2024 | Volume 25 | Issue 3


Dr Cheyaanthan Haran awarded the Professor Philip Walker Scholarship by the Royal Australasian College of Surgeons (RACS), expressed gratitude and acknowledges that receiving the scholarship has raised his expectations of himself.

“I’m very grateful to have received this scholarship when I know there are so many other researchers and clinicians out there who are more deserving for the work they do for the vascular community,” Dr Haran says.

A Vascular Surgery Trainee from Aotearoa New Zealand, currently training in Australia, Dr Haran is using the scholarship to work on his project entitled ‘Presentation and management of Acute Aortic Syndrome (AAS) in Aotearoa New Zealand’.

Dr Haran's project originates from an early collaboration with Dr Manar Khashram and his vascular research lab at the Waikato vascular department, Hamilton, culminating in a master's project at the University of Auckland.

“Little is known about AAS across the world, and what we know locally is mainly based on small retrospective studies. So, we embarked on a nationwide project with a huge team across all major vascular centres and provincial centres to quantify the disease burden across New Zealand,” he says.

Despite its rarity in Aotearoa New Zealand, Dr Haran and his team found that AAS exhibits high fatality rates—particularly among men, Māori, and Pasifika patients. Although they share similar classical risk factors with other countries, the elevated AAS rates were concerning.

A a result, a genetic testing program in the Waikato region was created, focusing on patients with undiagnosed genetic conditions, connective tissue disorders, and non-syndromic conditions. Among the local population, researchers found an alarming number of their patients have various pathological or variants of uncertain significance genes that might predispose them to AAS.

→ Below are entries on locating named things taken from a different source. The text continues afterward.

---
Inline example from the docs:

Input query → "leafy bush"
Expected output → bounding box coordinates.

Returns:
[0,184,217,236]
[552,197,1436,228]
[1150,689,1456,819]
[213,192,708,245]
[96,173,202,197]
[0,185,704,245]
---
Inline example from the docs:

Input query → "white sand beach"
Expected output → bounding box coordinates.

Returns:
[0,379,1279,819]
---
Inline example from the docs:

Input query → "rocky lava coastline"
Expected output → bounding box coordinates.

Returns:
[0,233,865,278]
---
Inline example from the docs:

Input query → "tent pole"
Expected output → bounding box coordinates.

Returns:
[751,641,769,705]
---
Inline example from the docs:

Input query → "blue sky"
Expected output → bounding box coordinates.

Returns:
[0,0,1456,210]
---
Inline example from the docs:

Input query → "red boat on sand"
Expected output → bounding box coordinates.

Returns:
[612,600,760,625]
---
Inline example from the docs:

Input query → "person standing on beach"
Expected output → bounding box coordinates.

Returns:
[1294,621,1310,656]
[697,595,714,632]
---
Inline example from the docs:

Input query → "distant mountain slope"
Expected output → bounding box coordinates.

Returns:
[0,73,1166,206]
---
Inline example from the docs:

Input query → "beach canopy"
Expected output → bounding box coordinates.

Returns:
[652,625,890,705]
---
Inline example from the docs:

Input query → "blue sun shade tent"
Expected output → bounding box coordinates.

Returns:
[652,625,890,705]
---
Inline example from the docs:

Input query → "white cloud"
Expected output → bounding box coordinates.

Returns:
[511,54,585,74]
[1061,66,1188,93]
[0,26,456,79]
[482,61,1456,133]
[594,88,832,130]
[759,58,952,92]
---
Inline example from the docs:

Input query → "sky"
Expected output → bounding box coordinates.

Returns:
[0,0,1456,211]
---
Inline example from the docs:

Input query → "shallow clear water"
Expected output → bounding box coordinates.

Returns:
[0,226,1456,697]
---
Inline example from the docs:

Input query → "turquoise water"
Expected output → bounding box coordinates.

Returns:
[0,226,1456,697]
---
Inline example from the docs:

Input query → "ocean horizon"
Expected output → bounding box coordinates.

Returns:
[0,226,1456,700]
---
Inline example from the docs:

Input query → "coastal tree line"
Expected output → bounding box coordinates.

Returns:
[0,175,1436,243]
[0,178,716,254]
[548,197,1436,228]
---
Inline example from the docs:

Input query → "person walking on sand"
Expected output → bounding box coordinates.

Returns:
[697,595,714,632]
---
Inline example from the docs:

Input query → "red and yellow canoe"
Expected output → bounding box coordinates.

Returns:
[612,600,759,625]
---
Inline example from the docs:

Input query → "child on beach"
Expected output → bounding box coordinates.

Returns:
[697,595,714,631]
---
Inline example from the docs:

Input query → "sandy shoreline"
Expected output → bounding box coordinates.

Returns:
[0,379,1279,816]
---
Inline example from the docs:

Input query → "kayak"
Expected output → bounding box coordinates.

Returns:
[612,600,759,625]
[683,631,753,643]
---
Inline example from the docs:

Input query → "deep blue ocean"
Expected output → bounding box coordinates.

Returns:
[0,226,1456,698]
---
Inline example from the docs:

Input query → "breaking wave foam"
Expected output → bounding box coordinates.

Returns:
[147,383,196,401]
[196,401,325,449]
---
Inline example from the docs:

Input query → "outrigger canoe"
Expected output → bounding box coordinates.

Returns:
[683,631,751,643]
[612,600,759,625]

With this project, Dr Haran hopes to cater to each patient's needs by honing on specific risk factors and features. The aim is to use precision medicine so that specific management options can be offered to ensure positive aortic remodelling and improved patient outcomes.

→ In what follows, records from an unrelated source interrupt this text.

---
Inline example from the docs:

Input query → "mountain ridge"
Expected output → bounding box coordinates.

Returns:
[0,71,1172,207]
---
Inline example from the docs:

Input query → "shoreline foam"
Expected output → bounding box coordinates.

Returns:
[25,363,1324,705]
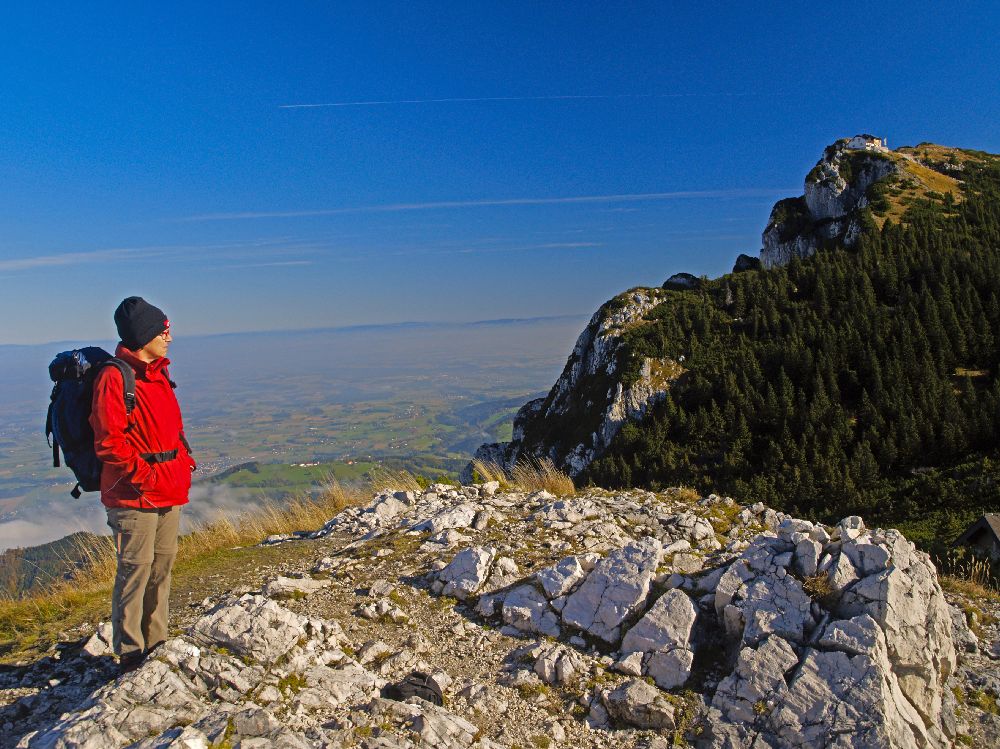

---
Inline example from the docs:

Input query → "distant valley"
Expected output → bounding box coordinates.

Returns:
[0,316,586,551]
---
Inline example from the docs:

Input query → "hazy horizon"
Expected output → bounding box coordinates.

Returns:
[0,315,589,551]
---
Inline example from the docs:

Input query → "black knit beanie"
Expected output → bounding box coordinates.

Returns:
[115,296,169,351]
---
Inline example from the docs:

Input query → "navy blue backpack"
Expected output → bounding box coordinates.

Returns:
[45,346,135,498]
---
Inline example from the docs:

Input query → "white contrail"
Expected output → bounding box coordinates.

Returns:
[179,188,798,221]
[278,92,753,109]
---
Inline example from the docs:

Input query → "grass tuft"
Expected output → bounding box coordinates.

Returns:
[0,477,378,660]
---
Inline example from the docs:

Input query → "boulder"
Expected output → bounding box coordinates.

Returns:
[501,585,560,637]
[604,679,676,730]
[621,589,698,689]
[191,594,306,664]
[437,546,497,601]
[562,538,662,643]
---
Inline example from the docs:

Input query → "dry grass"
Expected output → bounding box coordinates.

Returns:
[472,458,510,489]
[369,465,423,492]
[510,458,576,497]
[0,472,382,656]
[472,458,576,497]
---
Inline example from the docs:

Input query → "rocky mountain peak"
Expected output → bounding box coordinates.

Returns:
[461,290,680,481]
[760,135,901,268]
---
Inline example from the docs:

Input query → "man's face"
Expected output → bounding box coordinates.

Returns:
[140,328,174,361]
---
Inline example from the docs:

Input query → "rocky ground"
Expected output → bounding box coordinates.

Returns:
[0,484,1000,749]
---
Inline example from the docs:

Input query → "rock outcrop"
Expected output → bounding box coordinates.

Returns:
[461,288,680,482]
[760,138,902,268]
[0,485,1000,749]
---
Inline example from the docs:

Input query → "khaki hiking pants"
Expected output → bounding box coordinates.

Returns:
[107,506,181,656]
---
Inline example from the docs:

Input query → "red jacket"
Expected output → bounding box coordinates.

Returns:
[90,343,195,508]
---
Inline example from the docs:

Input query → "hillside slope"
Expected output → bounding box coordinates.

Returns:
[7,484,1000,749]
[466,139,1000,545]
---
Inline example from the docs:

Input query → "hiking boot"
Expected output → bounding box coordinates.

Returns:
[118,650,146,676]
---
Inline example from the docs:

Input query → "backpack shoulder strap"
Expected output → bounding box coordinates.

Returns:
[102,357,135,416]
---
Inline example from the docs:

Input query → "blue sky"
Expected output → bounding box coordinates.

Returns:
[0,0,1000,343]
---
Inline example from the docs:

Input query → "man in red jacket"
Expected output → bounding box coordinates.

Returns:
[90,296,195,671]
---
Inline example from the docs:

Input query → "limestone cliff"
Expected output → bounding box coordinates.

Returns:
[760,138,901,268]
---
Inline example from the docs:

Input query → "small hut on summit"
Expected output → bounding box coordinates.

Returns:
[955,513,1000,562]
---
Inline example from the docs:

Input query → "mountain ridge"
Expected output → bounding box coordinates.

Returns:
[463,136,1000,545]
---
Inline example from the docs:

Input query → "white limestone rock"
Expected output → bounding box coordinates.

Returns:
[437,546,497,601]
[838,530,956,740]
[191,595,306,664]
[534,554,600,600]
[501,585,560,637]
[621,589,698,689]
[264,575,330,598]
[411,502,479,534]
[604,679,676,730]
[534,645,587,686]
[562,538,662,643]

At medical school, Dr Haran initially aimed for paediatrics but found a passion for various specialities during clinical placements. It wasn't until the final year that surgery became the clear choice.

“I realised surgery had everything I was after. I find surgical pathology and diseases fascinating, and that I can physically alter a patient's anatomy to make them instantly better off is very rewarding and satisfying. The best part of it is catching up with my patients in the clinic to see that they’re back to living their active lives with their loved ones,” Dr Haran says.

Another aspect that attracted him to vascular surgery is its diversity across the body, requiring comprehensive knowledge of anatomy and exposures.

“Vascular emergencies don’t choose the time or day they happen, so you’re always on your toes, ready to act swiftly. It’s a speciality embracing the 21st century as it pushes the frontiers of new technology and more minimally invasive approaches. Now more than ever, we’re doing unimaginable massive life-saving operations through tiny cuts, which has changed how and to whom we offer these operations,” he explains.

For Dr Haran the RACS scholarship program is “the friendliest body when it comes to supporting your research as they understand the significance, relevance, and impact of your work. So, there’s a mutual understanding when you apply”. He encourages others to apply.

When not working, Dr Haran enjoys outdoor activities. He typically mountain bikes or runs, but being in Port Macquarie this year, he is making the most of relaxing on the sunny eastern Australian coast. He loves watching Test cricket but guarantees he will continue supporting the Black Caps despite being on the other side of the Tasman.